Vakıf “Su Biterse Herkes Susar” kampanyası ile karar vericileri, iş dünyasını ve yurttaşları su kaynaklarını koruma seferberliğine davet etti. Vakıf Yönetim Kurulu Başkanı Uğur Bayar, İstanbul, Ankara, İzmir, Gaziantep, Diyarbakır, Bursa, Mersin, Konya, Adana ve Antalya’nın küreselde su riski yüksek kentler listesinde bulunduğuna dikkat çekerek “Üç Van Gölü büyüklüğünde sulak alan ekolojik işlevini yitirdi. Risk sadece yüzey sularımızla da sınırlı değil, yeraltı sularımızın da seviyesi alarm veriyor. Orman alanlarımızı kaybetmemiz de kuraklığa zemin hazırlayan bir başka etken” dedi.
KRİZ KAPIDA
WWF – Türkiye, Türkiye’nin ve dünyanın içinde bulunduğu su risklerini paylaşmak amacıyla çevrimiçi bir toplantı düzenledi. Vakıf Yönetim Kurulu Başkanı Uğur Bayar, Türkiye’nin su kaynaklarının risk altında olduğuna dikkat çekerek “Son 50 yılda Türkiye’deki sulak alanların yarısı, su miktarı ve kalitesi bakımından, sağlıklı yapısını kaybetti” dedi. WWF Küresel Tatlısu Programı Başkanı Stuart Orr da akarsular ve göllerin sadece barındırdıkları canlılar için değil insan için de yaşam kaynağı olduğunu anımsattı.

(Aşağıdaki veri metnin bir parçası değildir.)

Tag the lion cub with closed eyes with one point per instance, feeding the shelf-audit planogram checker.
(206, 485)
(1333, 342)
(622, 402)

WWF – Türkiye Genel Müdürü Aslı Pasinli ise Türkiye’de susuzluğun bireyler, iş dünyası ve karar vericiler için ortak bir risk olduğunu vurgulayarak “Şimdi suyumuz için seferberlik zamanı. Doğada suyun doğduğu ve geçtiği doğal alanları koruyarak; tarımda sulama yöntemlerimizi iyileştirerek, acilen damla sulamaya geçerek; sanayide suyu kirletmeden, verimli kullanarak; temiz üretim yatırımlarını teşvik ederek; jeotermal enerji üretiminde açığa çıkan yüksek kimyasal ve ağır metal içeren atık suların geri basılması yerine yüzeysel su kaynaklarına bırakılmasının önüne geçerek; denetimlerde sıfır tolerans yaklaşımını benimseyerek; kentlerimizde dağıtım kayıplarını ve kaçakları önleyerek; evlerimizde her damlayı tasarruf ederek; tüketim alışkanlıklarımızı değiştirerek suyumuzu korumayı birlikte başarabiliriz” dedi.

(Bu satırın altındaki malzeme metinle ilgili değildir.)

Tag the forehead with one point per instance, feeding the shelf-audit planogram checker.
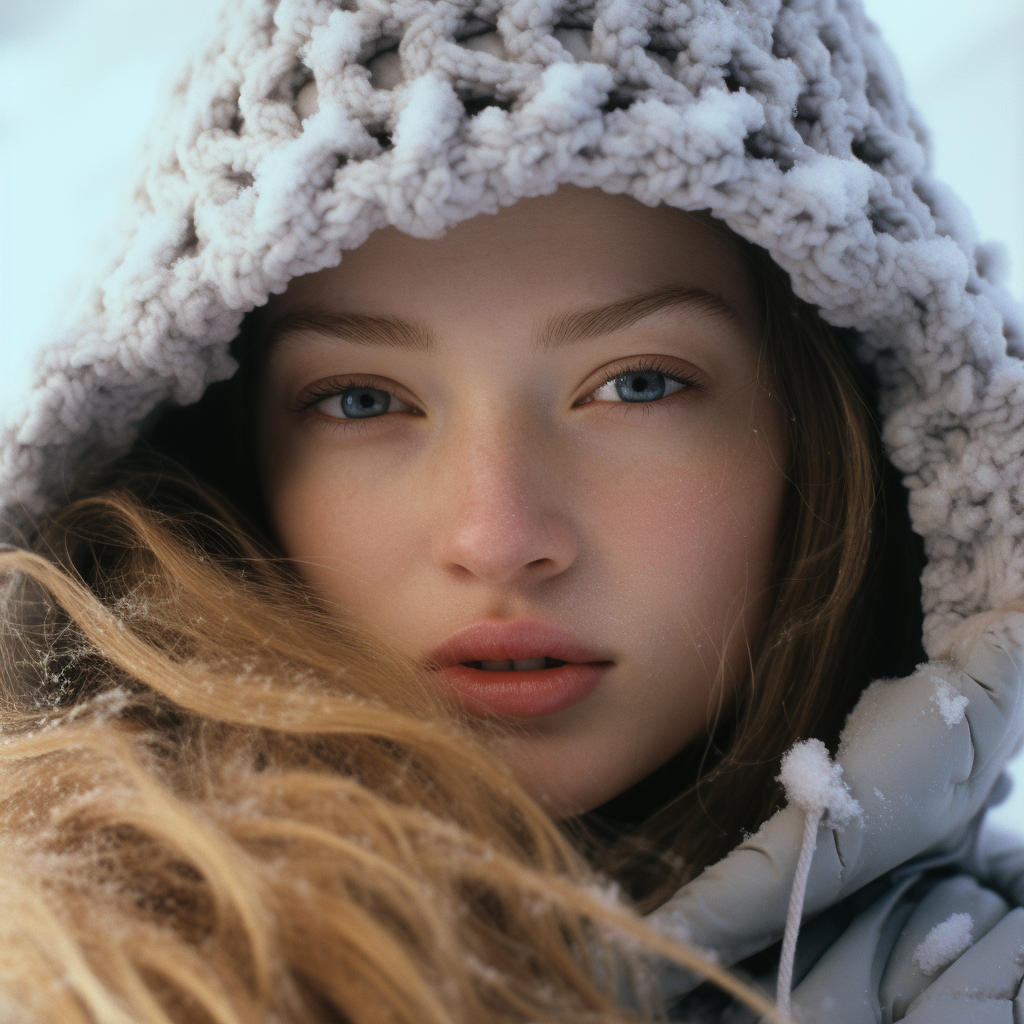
(572, 249)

Büyük Menderes Havzası’nda su kaynaklarının korunması ve sürdürülebilir yönetimi için yürüttükleri çalışmalara değinen WWF – Türkiye Tatlı Su ve Sulak Alan Programı Kıdemli Uzmanı Eren Atak ise hedeflerinin havzada doğayı korurken suyun daha verimli kullanıldığı yöntemlere geçişi sağlamak olduğunu söyledi.